Equidistante. Dall’inizio alla fine. Senza sconti né rimpianti. Davide Scano, 39 anni, avvocato, sposato con due figli, non accetta imputazioni per la conquista di Venezia da parte del centrodestra. Anzi, difende senza appello la strategia “grillina” dentro e fuori le urne: «A chi dice che la sconfitta è colpa nostra replico, in tutta sincerità: è una vera sciocchezza. Casson, Pd e centrosinistra non hanno certo perso per il Movimento 5 Stelle. Respingo al mittente questa “ricostruzione” a nome di tutto il nostro gruppo».

Allora perché Casson ha perso la sfida di domenica?

A tanti era risultato assai poco credibile l’impianto del centrosinistra. Neppure al ballottaggio il candidato e ciò che gli sta dietro hanno potuto convincere. Significa, se mai, non aver colto e capito che i segnali di cambiamento maturati a Venezia sono più forti del pantano in cui si dibatte il Partito democratico.

Eppure Casson aveva sottoscritto le vostre cinque richieste-chiave…

In tutta la campagna elettorale si è mosso preoccupato di non scontentare nessuno. E non ha mai dimostrato, davvero e fino in fondo, un impeto di coraggio o un’iniziativa decisa nei confronti del passato o di alcuni “settori” della sua coalizione. Tant’è che già al primo turno il centrosinistra ha scontato un altissimo tasso di astensioni.

Ha pesato lo “scandalo Mose” che giusto un anno fa aveva costretto il sindaco Giorgio Orsoni alle dimissioni?

Non solo. Il vero punto è che i giornali nazionali e locali non hanno raccontato Venezia, perfino al di là degli arresti e delle indagini della Procura. Il Comune viene infatti da decenni di pessime amministrazioni: concentrate sulle connivenze con le categorie e sul clientelismo. Era tutto ingessato, mentre si buttavano soldi dalla finestra.

Perché, secondo il M5S, nemmeno un ex pm e un’alleanza all’insegna della della massima trasparenza bastavano a “salvare” Venezia?

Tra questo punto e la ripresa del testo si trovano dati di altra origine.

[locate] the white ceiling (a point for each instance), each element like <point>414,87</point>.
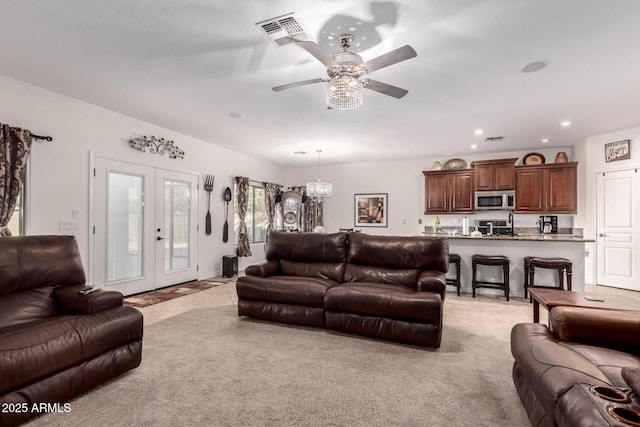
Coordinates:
<point>190,65</point>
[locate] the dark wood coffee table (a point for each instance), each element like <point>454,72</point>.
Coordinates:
<point>550,298</point>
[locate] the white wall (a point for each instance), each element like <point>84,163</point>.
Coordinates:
<point>404,182</point>
<point>59,170</point>
<point>591,154</point>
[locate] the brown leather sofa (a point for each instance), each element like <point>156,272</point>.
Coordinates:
<point>56,344</point>
<point>580,371</point>
<point>383,287</point>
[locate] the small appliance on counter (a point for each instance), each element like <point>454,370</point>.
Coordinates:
<point>548,224</point>
<point>494,227</point>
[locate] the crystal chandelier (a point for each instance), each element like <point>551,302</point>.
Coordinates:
<point>319,190</point>
<point>344,92</point>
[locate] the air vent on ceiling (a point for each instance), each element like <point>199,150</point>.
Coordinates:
<point>493,138</point>
<point>284,29</point>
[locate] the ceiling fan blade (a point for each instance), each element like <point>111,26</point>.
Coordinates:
<point>316,51</point>
<point>397,55</point>
<point>385,89</point>
<point>296,84</point>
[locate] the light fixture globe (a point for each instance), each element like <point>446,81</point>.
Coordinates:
<point>344,92</point>
<point>319,190</point>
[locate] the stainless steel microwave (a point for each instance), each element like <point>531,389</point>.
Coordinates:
<point>495,200</point>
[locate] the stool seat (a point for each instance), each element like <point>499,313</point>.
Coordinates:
<point>455,259</point>
<point>491,260</point>
<point>550,262</point>
<point>563,265</point>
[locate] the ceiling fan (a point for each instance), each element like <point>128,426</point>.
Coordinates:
<point>345,69</point>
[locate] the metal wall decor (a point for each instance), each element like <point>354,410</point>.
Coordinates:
<point>156,146</point>
<point>619,150</point>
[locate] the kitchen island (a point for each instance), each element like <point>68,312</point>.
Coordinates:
<point>516,248</point>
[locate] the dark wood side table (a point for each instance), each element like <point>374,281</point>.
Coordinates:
<point>550,298</point>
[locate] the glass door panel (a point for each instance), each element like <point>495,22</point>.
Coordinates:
<point>125,227</point>
<point>177,223</point>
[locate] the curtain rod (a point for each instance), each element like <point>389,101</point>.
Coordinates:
<point>46,138</point>
<point>253,181</point>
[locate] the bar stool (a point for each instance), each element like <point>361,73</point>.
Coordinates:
<point>563,266</point>
<point>455,259</point>
<point>499,260</point>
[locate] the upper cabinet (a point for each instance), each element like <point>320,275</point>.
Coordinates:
<point>548,188</point>
<point>492,175</point>
<point>448,191</point>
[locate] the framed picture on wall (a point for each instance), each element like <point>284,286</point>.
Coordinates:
<point>370,210</point>
<point>618,150</point>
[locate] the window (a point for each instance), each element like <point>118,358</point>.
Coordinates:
<point>16,223</point>
<point>256,218</point>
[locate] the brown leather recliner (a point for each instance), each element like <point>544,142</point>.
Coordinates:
<point>56,344</point>
<point>573,372</point>
<point>386,287</point>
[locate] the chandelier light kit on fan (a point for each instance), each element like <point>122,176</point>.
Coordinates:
<point>319,190</point>
<point>344,86</point>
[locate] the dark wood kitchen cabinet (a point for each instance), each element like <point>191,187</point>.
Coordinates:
<point>494,175</point>
<point>547,188</point>
<point>448,191</point>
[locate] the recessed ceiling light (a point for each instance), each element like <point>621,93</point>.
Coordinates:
<point>534,66</point>
<point>493,138</point>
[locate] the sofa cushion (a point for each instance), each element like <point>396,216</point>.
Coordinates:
<point>324,270</point>
<point>28,262</point>
<point>27,306</point>
<point>307,247</point>
<point>424,253</point>
<point>286,289</point>
<point>551,367</point>
<point>394,276</point>
<point>385,300</point>
<point>33,351</point>
<point>632,377</point>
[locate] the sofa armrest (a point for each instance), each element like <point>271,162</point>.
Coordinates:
<point>600,327</point>
<point>432,281</point>
<point>71,302</point>
<point>265,269</point>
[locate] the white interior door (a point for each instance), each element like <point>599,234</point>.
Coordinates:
<point>618,229</point>
<point>145,227</point>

Abbiamo calcolato che dal 2007 a oggi è stato svenduto patrimonio comunale per complessivi 500 milioni: azioni Save e delle Società autostrade, ma anche palazzi e altri immobili. Attualmente, Ca’ Farsetti è sommersa da debiti per un miliardo e mezzo di euro, di cui 200 milioni sono i famigerati derivati. Poi c’è il Casinò che va a ramengo a causa delle clausole contrattuali dei dipendenti per cui non si può nemmeno puntare sui nuovi giochi che ora vanno per la maggiore. Senza dimenticare un altro dato eloquente: a Venezia si spendono due milioni di euro all’anno in consulenze esterne, anche se ci sono 3.300 dipendenti comunali più altri 7 mila delle società partecipate.

Scusi, Scano, ora che farete?

Noi siamo post-ideologici. In aula con le due colleghe elette faremo opposizione più seria, perché anche propositiva. Ci votano come “cani da guardia”, ma a Venezia non siamo neofiti e possiamo contare su una rete ormai consolidata di cittadini attivi.

Niente sconti nemmeno a Brugnaro?

Lui ha provato spesso ad ammiccare, anche prima del ballottaggio. Peccato che soltanto la sua vecchia idea di urbanistica e la partita delle Grandi Navi non lasciano margini né dubbi al nostro giudizio.

Ma, insomma, qual è stata la vera chiave di volta del ballottaggio?

Porto e aeroporto, soprattutto, direi. Da una parte, quel che ruota intorno alla Marittima. E dall’altra il “giro” del Marco Polo, compresi i progetti nel quadrante Tessera. Noi, comunque, aspettiamo Brugnaro anche sulle nuove linee del tram ex Lohr, visto che i costi sono lievitati da 127 a 208 milioni. Il nuovo sindaco, forse un po’ mal consigliato, sostiene che occorre portare il tram fino all’ospedale. Peccato che nella vera città metropolitana basta già la fermata del Smfr, senza bisogno di dirottare tante altre linee di trasporto pubblico.